Прежде чем он поворачивается, чтобы уйти, я хватаю его за плечо, удерживая на месте.
— Что он сделал?
Медленно поднимая взгляд, он моргает. И на мгновение кажется, что незрелый Дарио исчезает.
— Чего он не сделал? — сухо рассмеялся он. — Прислушайся к предупреждению. Когда Циско чего-то хочет, он это получает. Ему все равно, кто пострадает в процессе, — говорит он и вдруг снова становится беззаботным, одаривая меня насмешливой ухмылкой, когда направляется к двери.
Я стою вдалеке, наблюдая, как Джианна выходит из машины, а ее телохранитель следует за ней. Прямо перед входом в магазин она встречается с другой девушкой, кажется, ее возраста.
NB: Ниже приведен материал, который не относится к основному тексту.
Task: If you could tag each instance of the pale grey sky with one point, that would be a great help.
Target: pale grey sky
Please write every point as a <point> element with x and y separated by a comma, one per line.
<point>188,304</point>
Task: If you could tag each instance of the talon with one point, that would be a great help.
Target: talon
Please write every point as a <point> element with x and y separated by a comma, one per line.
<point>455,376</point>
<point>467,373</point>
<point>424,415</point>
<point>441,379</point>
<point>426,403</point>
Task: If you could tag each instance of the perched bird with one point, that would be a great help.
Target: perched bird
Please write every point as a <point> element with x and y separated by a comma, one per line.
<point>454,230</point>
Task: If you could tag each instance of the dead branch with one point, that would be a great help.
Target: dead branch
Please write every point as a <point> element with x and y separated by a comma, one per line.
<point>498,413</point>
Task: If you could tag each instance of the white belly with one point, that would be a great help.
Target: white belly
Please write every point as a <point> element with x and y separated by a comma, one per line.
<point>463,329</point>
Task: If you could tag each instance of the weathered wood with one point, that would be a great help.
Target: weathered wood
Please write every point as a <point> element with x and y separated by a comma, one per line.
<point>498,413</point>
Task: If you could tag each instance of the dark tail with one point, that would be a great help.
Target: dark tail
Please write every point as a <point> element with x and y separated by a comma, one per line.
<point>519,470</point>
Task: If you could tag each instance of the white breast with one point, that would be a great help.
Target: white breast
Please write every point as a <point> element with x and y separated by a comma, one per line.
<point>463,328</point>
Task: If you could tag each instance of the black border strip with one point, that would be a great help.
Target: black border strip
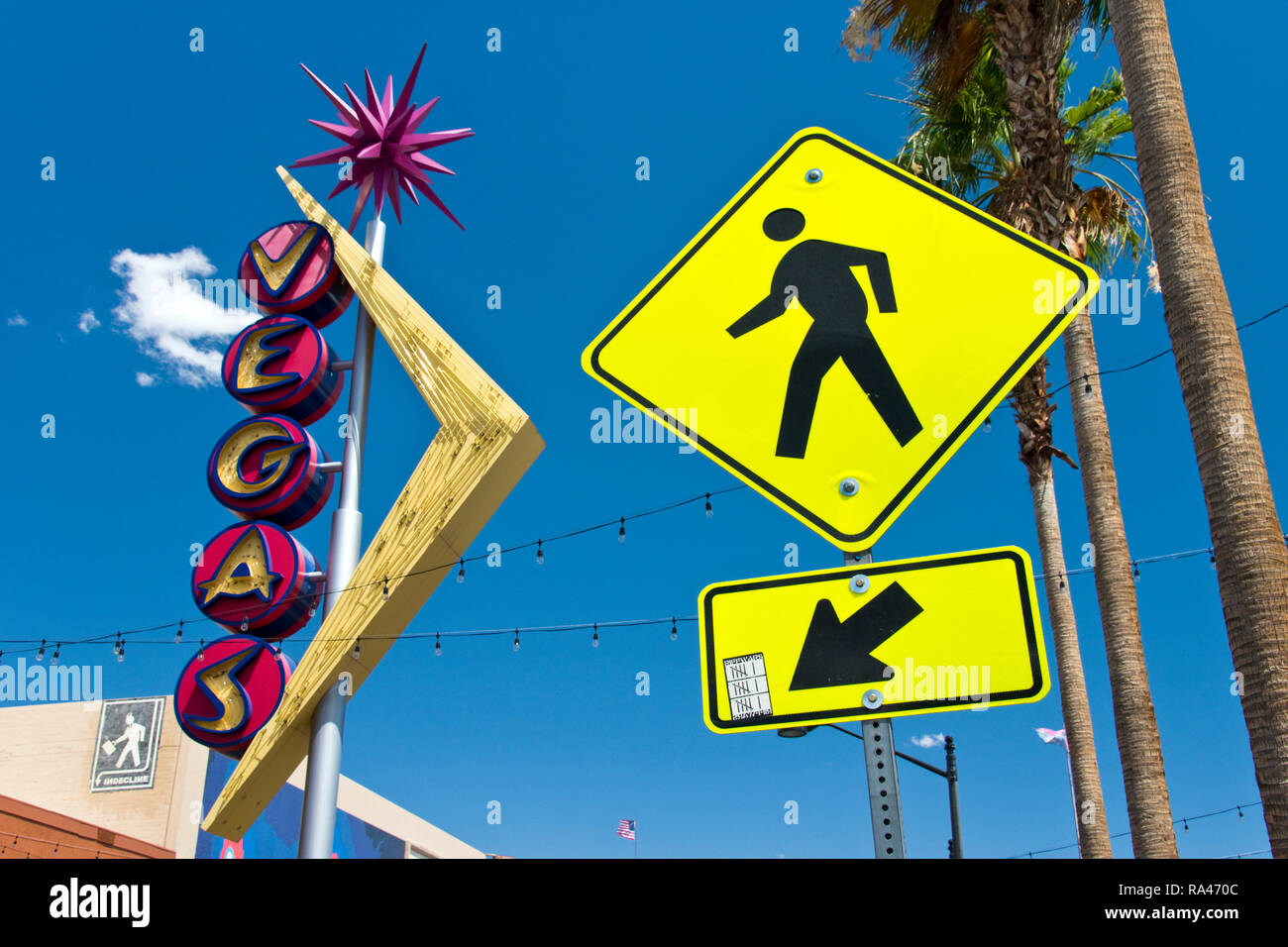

Они обе хихикают, обнимая друг друга, и ждут, пока консьерж откроет им дверь.
Впервые за много лет я одет в костюм, пытаясь продемонстрировать респектабельность, поскольку, несомненно, я буду осмотрен с ног до головы, как только войду в модный магазин.
Сдвинув очки повыше, чтобы скрыть хотя бы половину той чудовищности, которая скрывается под ними, я иду следом.
Человек, отвечающий за дверь, бросает на меня странный взгляд, но широко распахивает ее передо мной. Весь выставочный зал заполнен прозрачными стеклянными витринами, в которых хранятся невероятно дорогие украшения.
Единственные, которые Джианна могла бы носить.
Я держусь на расстоянии, делая вид, что изучаю некоторые модели, стараясь не обращать внимание на назойливого продавца-консультанта, который следует за мной как тень.
Как и в прошлый раз, когда я ее видел, Джианна выглядит совершенно потрясающе в желтом сарафане, ее кремовые плечи обнажены и привлекают всеобщее внимание к жемчужно-белой коже. И когда она обращает свою сияющую улыбку к продавцу-консультанту, я понимаю, что в ее присутствии любой бы превратился в истекающего слюнями дурачка.
Но, черт, она прекрасна.
Если бы я не знал, какая она мерзкая, я бы, возможно, больше наслаждался своим заданием. А так я могу только сожалеть, что такое совершенное лицо потрачено впустую на дерьмовое человеческое существо.
Словно похотливый старик, позволяю своим глазам блуждать по ее щедрым изгибам, по глубокому декольте платья, которое подчеркивает вздымающиеся груди при каждом вздохе.
Ей уже восемнадцать.
Мне приходится повторять про себя эту информацию, хотя она нисколько не уменьшает отвращения, которое я испытываю к самому себе за то, что меня так тянет к ней.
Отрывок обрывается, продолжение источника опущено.